The briefing states that in the year ending June 2021, there were 4,787 first receptions of women in prison, of which more than half were women on remand. One in three of these women had received a sentence of less than 12 months. The All Party Parliamentary Group for Women in the Penal System is calling for the provision within the bail act that states people can be remanded in custody for their own protection to be removed. Her Majesty’s Inspectorate of Prisons told the inquiry that within three women’s prisons they had identified 68 women who were so mentally unwell they should have been in a clinical setting. This follows reports earlier this year that in a Derbyshire women’s prison, a thousand calls were being made to the Samaritans each month.
The briefing also addresses health disparities for women in prison, indicating inequalities in access to healthcare in the community are amplified in prison. Submissions from Birth Companions and the Nuffield Trust showed pregnant women in prison miss pregnancy related appointments more often than expected, and one in 10 women who give birth while serving a custodial sentence do so outside of a hospital setting.
Speaking to Woman’s Hour on Radio 4 on Monday, the Co-Chair of the APPG on Women in the Penal System, Jackie Doyle-Price MP, said: ‘The truth of the matter is people have a lot of prejudice about people who end up in prison, which is that they’re all seriously bad people and need locking away… most women in prison are victims of crime themselves, they end up in a very dysfunctional way of life, and find themselves in prison. When I look at our prisons, I don’t see thousands of hardened criminals. I see symptoms of state failure.’
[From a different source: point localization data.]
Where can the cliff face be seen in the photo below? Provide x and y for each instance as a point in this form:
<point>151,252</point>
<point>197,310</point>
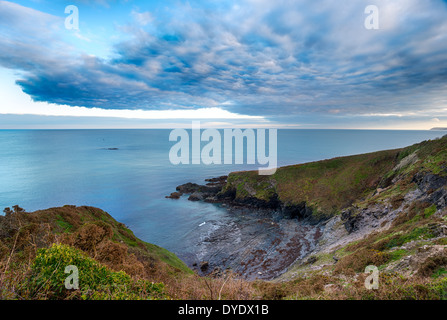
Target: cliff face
<point>398,194</point>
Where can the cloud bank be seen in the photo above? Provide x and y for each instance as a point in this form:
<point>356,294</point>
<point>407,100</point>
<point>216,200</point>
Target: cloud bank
<point>277,59</point>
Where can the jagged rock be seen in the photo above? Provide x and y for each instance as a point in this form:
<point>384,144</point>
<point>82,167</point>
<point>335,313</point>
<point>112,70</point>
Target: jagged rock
<point>196,196</point>
<point>174,195</point>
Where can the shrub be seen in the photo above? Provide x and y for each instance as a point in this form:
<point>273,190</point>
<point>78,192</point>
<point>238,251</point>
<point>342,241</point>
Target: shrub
<point>96,281</point>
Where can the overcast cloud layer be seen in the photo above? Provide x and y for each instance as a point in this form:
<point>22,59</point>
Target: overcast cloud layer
<point>265,58</point>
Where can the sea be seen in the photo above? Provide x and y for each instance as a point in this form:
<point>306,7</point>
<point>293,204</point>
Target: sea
<point>128,173</point>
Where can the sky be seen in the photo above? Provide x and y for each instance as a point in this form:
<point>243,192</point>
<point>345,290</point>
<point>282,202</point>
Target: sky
<point>247,63</point>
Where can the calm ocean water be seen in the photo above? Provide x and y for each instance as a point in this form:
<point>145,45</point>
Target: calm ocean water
<point>47,168</point>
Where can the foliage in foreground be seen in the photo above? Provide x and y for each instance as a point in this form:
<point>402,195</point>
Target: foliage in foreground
<point>96,281</point>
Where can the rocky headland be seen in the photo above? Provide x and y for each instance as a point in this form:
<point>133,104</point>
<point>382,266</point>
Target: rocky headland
<point>305,217</point>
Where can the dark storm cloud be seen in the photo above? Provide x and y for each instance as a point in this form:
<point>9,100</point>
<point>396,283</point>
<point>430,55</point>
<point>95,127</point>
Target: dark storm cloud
<point>251,57</point>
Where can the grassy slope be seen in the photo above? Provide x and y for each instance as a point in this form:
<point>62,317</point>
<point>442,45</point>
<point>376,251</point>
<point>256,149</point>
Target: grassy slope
<point>69,219</point>
<point>329,186</point>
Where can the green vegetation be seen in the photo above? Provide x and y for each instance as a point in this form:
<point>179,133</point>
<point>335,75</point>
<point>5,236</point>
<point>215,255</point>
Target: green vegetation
<point>97,281</point>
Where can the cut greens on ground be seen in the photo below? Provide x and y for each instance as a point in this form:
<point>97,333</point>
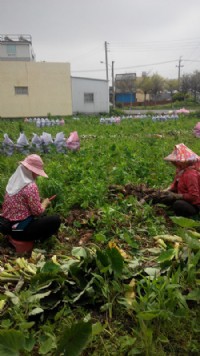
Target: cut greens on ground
<point>121,277</point>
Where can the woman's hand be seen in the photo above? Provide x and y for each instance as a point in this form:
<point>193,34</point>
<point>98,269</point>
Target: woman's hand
<point>45,203</point>
<point>175,195</point>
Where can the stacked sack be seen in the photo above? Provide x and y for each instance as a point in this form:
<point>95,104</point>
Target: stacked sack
<point>44,143</point>
<point>196,130</point>
<point>44,121</point>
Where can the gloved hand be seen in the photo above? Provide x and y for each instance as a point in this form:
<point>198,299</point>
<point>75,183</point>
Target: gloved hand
<point>45,203</point>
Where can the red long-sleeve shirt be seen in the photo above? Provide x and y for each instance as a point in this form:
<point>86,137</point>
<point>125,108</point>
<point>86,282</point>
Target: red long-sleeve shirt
<point>188,184</point>
<point>23,204</point>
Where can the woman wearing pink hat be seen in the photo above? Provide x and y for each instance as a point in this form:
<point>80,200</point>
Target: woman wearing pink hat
<point>185,189</point>
<point>22,206</point>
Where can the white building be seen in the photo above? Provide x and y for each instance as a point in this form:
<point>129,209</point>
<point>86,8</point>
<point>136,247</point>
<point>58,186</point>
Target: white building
<point>16,48</point>
<point>89,96</point>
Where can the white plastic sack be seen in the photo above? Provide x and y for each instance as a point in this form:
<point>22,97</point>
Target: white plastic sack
<point>73,142</point>
<point>8,145</point>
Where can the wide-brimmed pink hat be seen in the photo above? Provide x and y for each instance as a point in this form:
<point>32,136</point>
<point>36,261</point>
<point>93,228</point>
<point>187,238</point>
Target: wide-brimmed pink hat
<point>35,164</point>
<point>182,153</point>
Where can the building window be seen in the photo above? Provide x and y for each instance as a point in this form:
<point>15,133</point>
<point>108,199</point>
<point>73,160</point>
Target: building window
<point>11,50</point>
<point>21,90</point>
<point>88,97</point>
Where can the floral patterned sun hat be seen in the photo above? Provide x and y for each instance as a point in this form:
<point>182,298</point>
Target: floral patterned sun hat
<point>182,153</point>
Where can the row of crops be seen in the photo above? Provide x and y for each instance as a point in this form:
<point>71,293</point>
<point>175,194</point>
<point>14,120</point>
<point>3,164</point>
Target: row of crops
<point>120,277</point>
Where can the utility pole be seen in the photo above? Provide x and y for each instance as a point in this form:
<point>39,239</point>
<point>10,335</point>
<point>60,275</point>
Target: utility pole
<point>113,85</point>
<point>106,60</point>
<point>179,72</point>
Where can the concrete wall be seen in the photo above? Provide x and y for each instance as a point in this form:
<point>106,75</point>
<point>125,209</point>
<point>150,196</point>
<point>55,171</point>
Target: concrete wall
<point>49,89</point>
<point>99,89</point>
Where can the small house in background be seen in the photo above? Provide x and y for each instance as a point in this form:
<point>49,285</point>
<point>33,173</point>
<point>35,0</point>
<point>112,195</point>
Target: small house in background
<point>16,48</point>
<point>29,88</point>
<point>89,96</point>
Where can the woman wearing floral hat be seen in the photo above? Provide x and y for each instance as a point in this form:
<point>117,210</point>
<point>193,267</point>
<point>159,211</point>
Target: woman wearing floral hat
<point>185,189</point>
<point>22,206</point>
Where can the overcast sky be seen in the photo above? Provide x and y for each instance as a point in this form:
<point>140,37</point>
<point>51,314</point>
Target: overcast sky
<point>142,35</point>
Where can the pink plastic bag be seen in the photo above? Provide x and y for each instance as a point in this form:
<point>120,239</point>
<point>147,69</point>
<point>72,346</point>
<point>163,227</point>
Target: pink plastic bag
<point>73,142</point>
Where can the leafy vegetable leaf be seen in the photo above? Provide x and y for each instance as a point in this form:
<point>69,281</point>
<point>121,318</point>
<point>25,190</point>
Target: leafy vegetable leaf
<point>74,339</point>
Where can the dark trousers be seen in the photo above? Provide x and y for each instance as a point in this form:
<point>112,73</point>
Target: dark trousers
<point>40,228</point>
<point>183,208</point>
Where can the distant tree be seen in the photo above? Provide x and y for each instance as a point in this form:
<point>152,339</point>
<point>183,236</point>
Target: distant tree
<point>195,84</point>
<point>157,85</point>
<point>185,84</point>
<point>144,84</point>
<point>171,85</point>
<point>125,83</point>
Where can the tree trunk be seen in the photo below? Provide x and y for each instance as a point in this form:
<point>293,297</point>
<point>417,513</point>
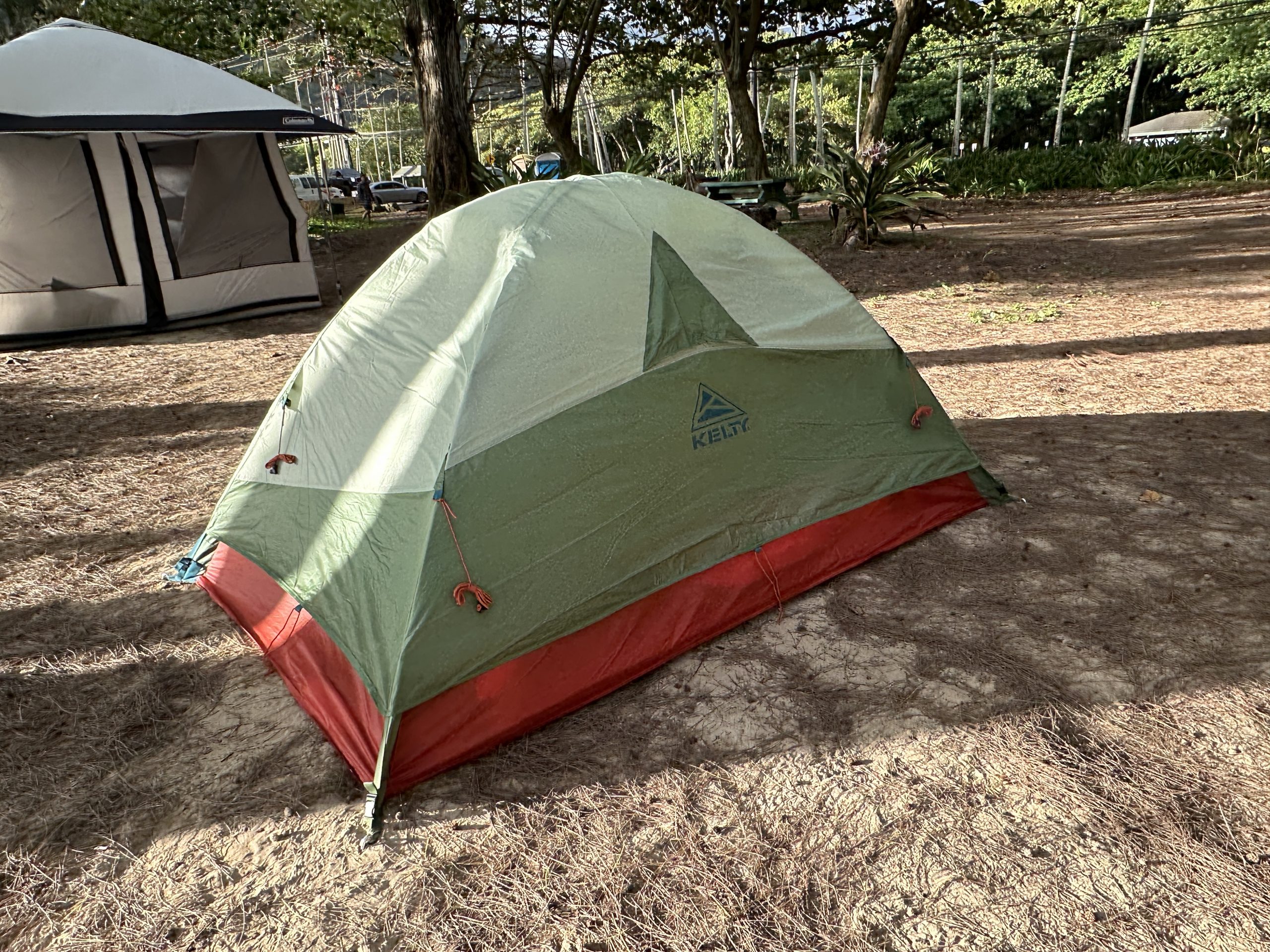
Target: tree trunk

Doyle-Price continued: ‘Our whole prison system is designed around imprisoning thuggish, violent men in a cell six foot by four foot, but when we look at women prisoners they tend to be convicted of sentences which are not violent, they tend to be convicted of things with short sentences. Ten years ago there was a recognition that women needed to be housed in more therapeutic settings than traditional prisons, but we seem to have gone backwards.’